The same is true for the assessment of the economy. A year ago in this series, when inflation and wage erosion had been a major issue for a few months, the assessment was a -20 in the gap, with 26% rating the economy “poor.” Now it’s a -45 in the gap, up from a -29 two months ago, with 41% rating the economy “poor”. That in itself is a nine-point jump in just two months, and demonstrates the danger of disillusionment that comes from passing hobby-horse agenda bills rather than honestly addressing voters’ biggest concerns.

Want another data point? Let’s take a look at the top reasons respondents have in considering this election more important than most others. If you wonder what kind of enthusiasm will drive the midterms and the direction it will take, this should be enlightening:

  • 17%: 11% on Fiscal issues (Economy, Recession, Taxes, Spending, Debt), plus 6% on Inflation / Cost of living / Gas prices
  • 16%: We need change / New direction / We are failing / Country is a mess / Need to get back on track
  • 13%: Democracy / Voting rights / Democracy in danger / Election integrity
  • 12%: Current administration is failing / New leadership / Need new government / Our president / Get Biden out / Unable to perform job duties / Stop Biden
  • 12%: Anti-Republican / Anti-MAGA Republicans / Anti-Trump / Extreme Republicans / Stop republicans / Right wing / fascism
  • 11%: Anti-Democrat / Radical Democrats ruined country / liberal agenda / Stop socialism / Stop communism

Forty-five percent of voters are driven by current leadership failures and economic conditions.

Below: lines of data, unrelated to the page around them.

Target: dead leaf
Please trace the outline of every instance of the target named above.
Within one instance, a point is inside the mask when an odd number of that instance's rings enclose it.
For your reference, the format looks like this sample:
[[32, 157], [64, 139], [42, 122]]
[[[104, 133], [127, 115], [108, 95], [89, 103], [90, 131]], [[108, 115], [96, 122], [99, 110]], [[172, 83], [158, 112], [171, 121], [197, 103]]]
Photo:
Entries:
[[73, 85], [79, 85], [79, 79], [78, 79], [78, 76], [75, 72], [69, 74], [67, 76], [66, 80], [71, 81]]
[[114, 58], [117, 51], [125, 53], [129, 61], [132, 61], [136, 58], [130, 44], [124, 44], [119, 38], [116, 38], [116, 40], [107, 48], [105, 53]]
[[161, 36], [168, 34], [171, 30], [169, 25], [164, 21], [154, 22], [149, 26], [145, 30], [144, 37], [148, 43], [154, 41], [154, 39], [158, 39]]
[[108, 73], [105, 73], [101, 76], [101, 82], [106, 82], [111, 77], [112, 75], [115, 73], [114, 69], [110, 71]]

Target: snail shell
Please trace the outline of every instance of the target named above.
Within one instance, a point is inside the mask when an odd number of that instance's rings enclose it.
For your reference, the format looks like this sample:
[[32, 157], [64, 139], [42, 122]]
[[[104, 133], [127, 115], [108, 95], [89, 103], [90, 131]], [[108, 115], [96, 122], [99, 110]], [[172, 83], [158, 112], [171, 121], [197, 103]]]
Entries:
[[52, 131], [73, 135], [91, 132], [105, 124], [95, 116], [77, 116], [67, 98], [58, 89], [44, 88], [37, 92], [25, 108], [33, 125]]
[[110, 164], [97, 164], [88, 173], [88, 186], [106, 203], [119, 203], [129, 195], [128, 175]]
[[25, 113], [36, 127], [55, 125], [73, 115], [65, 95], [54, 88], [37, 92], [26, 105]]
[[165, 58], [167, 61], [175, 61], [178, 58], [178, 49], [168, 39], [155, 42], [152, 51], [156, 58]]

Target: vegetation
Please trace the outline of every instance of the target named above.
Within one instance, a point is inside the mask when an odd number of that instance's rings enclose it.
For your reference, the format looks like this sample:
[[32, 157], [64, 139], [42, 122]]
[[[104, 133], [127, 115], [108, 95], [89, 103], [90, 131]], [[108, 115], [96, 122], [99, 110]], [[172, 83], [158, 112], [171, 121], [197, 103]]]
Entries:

The only other double-digit categories either cancel each other out (anti-Dem, anti-GOP) or loop in issues from both sides (election integrity on the Right, “democracy in danger” on the Left. In another question, 43% of the respondents want Republicans to fully control Congress, while only 36% of respondents want Democrats to retain full control.

And there’s a reason for that — a 21-point gap in the “It’s the economy/inflation, stupid” category, and lots of issue leads beyond that:

  • Better plan to make life easier: GOP, 43/38
  • Inflation: 48/27
  • Reduce crime: 43/29
  • Reduce gun violence: 31/38 (Dems only up 7!)
  • Energy independence: 45/37
  • Abortion policy: 31/43
  • Education: 34/41
  • Prescription drug costs: 27/42
  • Secure the border: 49/21
  • Foreign policy: 46/33
  • Soaking the rich and corporations: 21/47
  • Spending tax revenues responsibly: 37/30

With all that in mind, does this election — even through the prism of this survey — look like an R+2 wave to you? Maybe among registered voters, possibly — but not among those motivated by these issues and current economic/political environment to actually cast ballots in the midterms.